In 1568, Takanobu transferred headship of the clan to his lineal heir, Matsura Shigenobu, but continued to hold a grip on power.  In 1571, he placed Iki under his control.

In 1581, Takanobu had his daughter wed Shisa Sumimoto, the younger brother of Shisa Sumimasa, the lord of Naoya Castle.  Takanobu attacked and destroyed Sumimasa’s son, Shisa Sumiharu, and placed the Shisa clan under his command.

As the influence of the Ōtomo family waned, the power of Ryūzōji Takanobu extended not only over Hizen but also into northern Kyūshū.  In 1584, however, at the Battle of Okitanawate, he was killed in the course of a defeat against the allied forces of the Shimazu and Arima clans.  This enabled the Matsura clan to maintain their independence of the Ryūzōji.

In 1587, Takanobu served in the Pacification of Kyūshū by Toyotomi Hideyoshi and received recognition of his rights to his landholdings.  Takanobu possessed written materials and precious utensils from China so, the next year, when he went to Kyōto for the first time, Hideyoshi requested to have a tea so, together with Sen no Rikyū, he displayed each of his tea utensils.

During the Bunroku-Keichō Campaign, Takanobu did not participate but his son joined the deployment.  In 1594, Hideyoshi requested Takanobu to oversee the shipments of rice provisions from Iki and the Gotō Islands in the East China Sea to Korea.  He was later praised for his contributions.
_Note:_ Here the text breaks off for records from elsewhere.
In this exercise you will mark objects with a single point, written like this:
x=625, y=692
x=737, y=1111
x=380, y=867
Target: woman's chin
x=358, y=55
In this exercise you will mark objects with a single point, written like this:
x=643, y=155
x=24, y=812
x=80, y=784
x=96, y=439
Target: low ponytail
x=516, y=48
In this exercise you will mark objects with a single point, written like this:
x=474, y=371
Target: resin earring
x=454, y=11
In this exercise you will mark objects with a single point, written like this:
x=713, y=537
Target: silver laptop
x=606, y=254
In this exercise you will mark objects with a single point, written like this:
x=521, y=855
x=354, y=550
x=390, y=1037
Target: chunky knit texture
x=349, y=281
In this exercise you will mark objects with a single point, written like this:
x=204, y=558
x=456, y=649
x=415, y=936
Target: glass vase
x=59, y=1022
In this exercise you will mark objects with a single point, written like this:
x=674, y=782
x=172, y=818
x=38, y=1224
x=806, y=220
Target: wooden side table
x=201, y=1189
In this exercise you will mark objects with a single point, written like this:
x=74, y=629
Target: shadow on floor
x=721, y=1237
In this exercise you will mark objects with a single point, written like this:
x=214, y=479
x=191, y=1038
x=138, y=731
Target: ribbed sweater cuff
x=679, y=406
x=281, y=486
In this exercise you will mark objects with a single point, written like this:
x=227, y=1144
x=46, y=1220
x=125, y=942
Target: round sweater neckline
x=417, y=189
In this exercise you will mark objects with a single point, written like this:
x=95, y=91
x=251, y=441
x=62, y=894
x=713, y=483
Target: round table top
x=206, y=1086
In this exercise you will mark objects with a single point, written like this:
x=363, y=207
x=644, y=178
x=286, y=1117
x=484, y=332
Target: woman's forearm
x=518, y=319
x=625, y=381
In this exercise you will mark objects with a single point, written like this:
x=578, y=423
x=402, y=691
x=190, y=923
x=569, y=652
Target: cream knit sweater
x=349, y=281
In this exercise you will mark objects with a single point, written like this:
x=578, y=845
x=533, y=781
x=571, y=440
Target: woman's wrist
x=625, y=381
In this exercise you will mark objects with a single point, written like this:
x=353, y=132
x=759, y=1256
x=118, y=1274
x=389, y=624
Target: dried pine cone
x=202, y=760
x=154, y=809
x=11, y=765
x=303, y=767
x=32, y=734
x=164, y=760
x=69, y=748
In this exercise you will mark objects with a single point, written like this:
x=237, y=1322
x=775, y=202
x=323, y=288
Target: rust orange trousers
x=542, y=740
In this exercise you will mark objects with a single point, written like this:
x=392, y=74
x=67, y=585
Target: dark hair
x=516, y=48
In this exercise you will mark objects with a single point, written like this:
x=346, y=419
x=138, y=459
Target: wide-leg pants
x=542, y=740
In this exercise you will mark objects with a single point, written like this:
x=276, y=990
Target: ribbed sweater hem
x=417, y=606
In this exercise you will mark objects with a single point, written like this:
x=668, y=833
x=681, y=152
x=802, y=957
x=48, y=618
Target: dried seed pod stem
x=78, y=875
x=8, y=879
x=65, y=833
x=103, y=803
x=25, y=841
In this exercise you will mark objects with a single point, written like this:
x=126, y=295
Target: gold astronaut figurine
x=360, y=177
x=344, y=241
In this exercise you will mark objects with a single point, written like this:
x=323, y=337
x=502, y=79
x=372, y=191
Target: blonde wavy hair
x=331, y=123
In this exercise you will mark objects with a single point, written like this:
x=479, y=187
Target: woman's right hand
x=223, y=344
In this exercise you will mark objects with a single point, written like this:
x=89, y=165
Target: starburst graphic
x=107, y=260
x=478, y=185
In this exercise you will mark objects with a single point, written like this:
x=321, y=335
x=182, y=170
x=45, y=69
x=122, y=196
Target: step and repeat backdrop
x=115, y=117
In 1597, Takanobu was given by Ansō Shuyō the monk’s name of Inzan at the Tainei Temple in Nagato Province.

In 1599, Takanobu died at his residence on Mount Katsuo in Hirado.  He was seventy-two years old.  His received the posthumous name of Sonshōin.

Despite possessing very limited military forces, Takanobu elevated the Hirado-Matsura clan to the status of sengoku daimyō.  He was a benevolent lord who forged a path to the early modern period (from the Azuchi-Momoyama period to the end of the Edo period), establishing the foundation of the Matsura clan while his son, Shigenobu, further extended the prosperity of the clan.